Contoh roman pada angkatan ini, yaitu Belenggu karya Armin Pane (1940) dan Layar Terkembang karya Sutan Takdir Alisyahbana. Di samping itu, ada karya roman lainnya, diantaranya Hulubalang Raja (Nur Sutan Iskandar, 1934), Katak Hendak Menjadi Lembu (Nur Sutan Iskandar, 1935), Kehilangan Mestika (Hamidah, 1935), Ni Rawit (I Gusti Nyoman, 1935), Sukreni Gadis Bali (Panji Tisna, 1935), Di Bawah Lindungan Kabah (Hamka, 1936), I Swasta Setahun di Bendahulu (I Gusti Nyoman dan Panji Tisna, 1938), Andang Teruna (Soetomo Djauhar Arifin, 1941), Pahlawan Minahasa (M.R.Dajoh, 1941).
Jika kita lihat ciri-ciri karya sastra pada sejarah tentang karya-karya sastra yang muncul pada masa Pujangga Baru, memang nyata sekali pada novel Layar terkembang karya Sutan Takdir Alisjahbana. Sebelumnya, saat saya mendengar judul dari buku ini saya pikir ceritanya tentang seorang nelayan yang sedang mencari ikan di laut atau cerita tentang sebuah kapal yang sedang berlayar. Tetapi itu semua salah, karena yang sebenarnya cerita dari novel ini adalah Layar Terkembang yang merupakan sebuah novel bernuansa roman karya Sutan Takdir Alisjahbana. Ceritanya melukiskan perjuangan wanita Indonesia beserta cita-citanya. Roman ini memperkenalkan masalah wanita Indonesia yang mulai merangkak pada pemikiran modern. Kaum wanita mulai bangkit untuk memperjuangkan hak-haknya sebagai wanita, berwawasan luas, serta bercita-cita mandiri. Masalah lain yang dipersoalkan dalam roman ini, yaitu masalah kebudayaan barat dan timur. Juga termasuk masalah agama.
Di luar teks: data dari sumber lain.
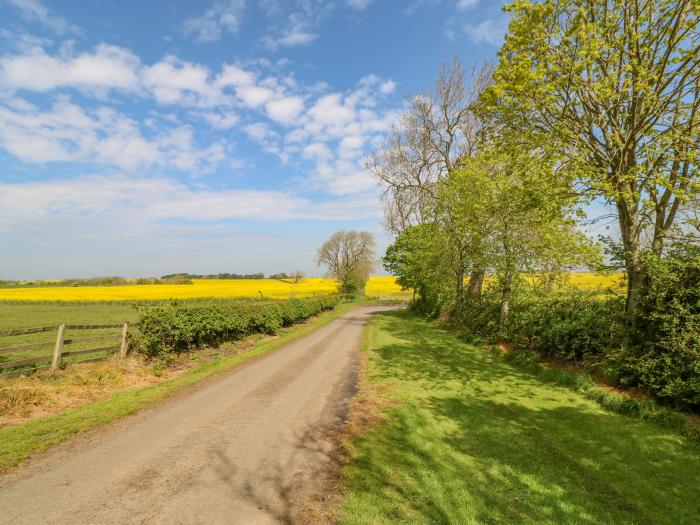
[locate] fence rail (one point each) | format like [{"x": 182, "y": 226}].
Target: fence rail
[{"x": 120, "y": 347}]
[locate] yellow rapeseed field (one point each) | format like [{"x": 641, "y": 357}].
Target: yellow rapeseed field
[{"x": 225, "y": 288}]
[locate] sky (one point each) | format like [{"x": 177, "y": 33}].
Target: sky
[{"x": 146, "y": 138}]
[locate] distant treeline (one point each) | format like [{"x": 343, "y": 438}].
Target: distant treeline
[
  {"x": 214, "y": 276},
  {"x": 99, "y": 281}
]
Kisah bermulai dari sosok kakak beradik yang berpengarai berbeda, Tuti dan Maria. Tuti seorang kakak yang selalu serius dan aktif dalam berbagai kegiatan wanita. Ia bahkan aktif dalam memberikan orasi-orasi tentang persamaan hak kaum wanita. Pada saat itu, semangat kaum wanita sedang bergelora sehingga mereka mulai menuntut persamaan dengan kaum pria. Pada sosok Tuti, dalam perjalanan hidupnya, ia menjadi anggota Putri Sedar yang sering berpidato tentang fenimisme didunia ini. Seperti contoh dalam pidatonya, yaitu “ hitam, hitam sekali penghidupan perempuan bangsa kita di masa yang silam, lebih hitam, lebih kelam dari malam yang gelap. Perempuan bukan manusia seperti laki-laki yang mempunyai pikiran dan pandangan sendiri, yang mempunyai hidup sendiri, perempuan hanya hamba sahaya, perempuan hanya budak yang harus bekerja dan melahirkan anak bagi laki-laki, dengan tiada mempunyai hak. Setinggi-tingginya ia menjadi perhiasan, menjadi permainan yang dimulia-muliakan selagi disukai, tetapi dibuang dan ditukar apabila telah kabur cahayanya”. Tuti imgim derajat perempuan itu disejajarkan dengan derajat laki-laki, tuti ingin membuktikan kepada seluruh dunia bahwa perempuan juga bisa berperan penting dalam mebangun lapangan pekerjaan.  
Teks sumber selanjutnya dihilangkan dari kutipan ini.